11.新たなごはんへの誘い
今日の闇魔法の授業は召喚術だった。小さなウサギに似た闇の生物を召喚し、対価を与え仕事をしてもらい、元の世界に還ってもらう。私が召喚した魔物は、本当に下等生物なので召喚したところであんまり役に立たないのだが、私にとっては大変な実技であった。
「貧血起きていませんか」
先生が上から少し心配そうに見てきた。
「大丈夫です」
私が与えた対価は水に薄めた血一滴だけ。このくらいの下等生物であればワインでも代用可能だ。血の取り方も一緒に学ぶ必要があるため、今回は血を使った。
「大きな魔物であれば、家畜の血を大量に用意したりもします。知的な魔物となると更に準備は大変です」
「なるほど」
「いいですか。召喚術は基本的に自分を対価に使う交渉です。絶対に私のいないところでは使用しないこと」
「わかりました」
「貴女には、卒業後も勝手に使用させたくないので私以外の前での召喚術を未来永劫禁じます」
「そ······そんなにですか」
「授業でなければこんなもの教えたくもありません」
「そうなんですか」
召喚が無事に終わると、何だか少し不貞腐れている先生と召喚に使った道具を片付け始めた。

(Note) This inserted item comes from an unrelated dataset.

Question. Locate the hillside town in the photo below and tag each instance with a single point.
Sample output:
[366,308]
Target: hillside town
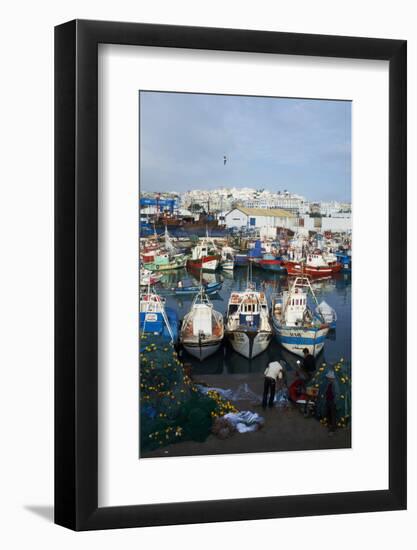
[240,208]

血も使ったので窓も開けて換気し、血の病気にならないように丁寧に消毒をしていたが、ベストを着てシャツを腕まくりして血の処理をするクラウスヴェイク先生は何だかやたらセクシーであった。
「さあ、ごはんの時間です。行きますよ」
先生は何だか妙に乗り気で外に出た。やはり今日も寮とは反対方向に行く。
「えっと、ステファニーさんのお店ですか?」
「今日は私の家で私の作ったものを食べて頂きます」
「せ······先生のおうち?!」
私なんかが先生のお宅の敷居を跨いで良いのだろうか。
「仕込みは済ませてますから大丈夫です」
なんと、事前準備までしてもらっていたようだ。
「私が行っても大丈夫でしょうか。先生の家でトラップとかに引っ掛かったら助けてくださいますか」
「私の家はダンジョンではないので、トラップはありませんよ」
足取り軽やかな先生のシャツの腕のところを掴むと先生は微笑み、2人で先生の家に向かった。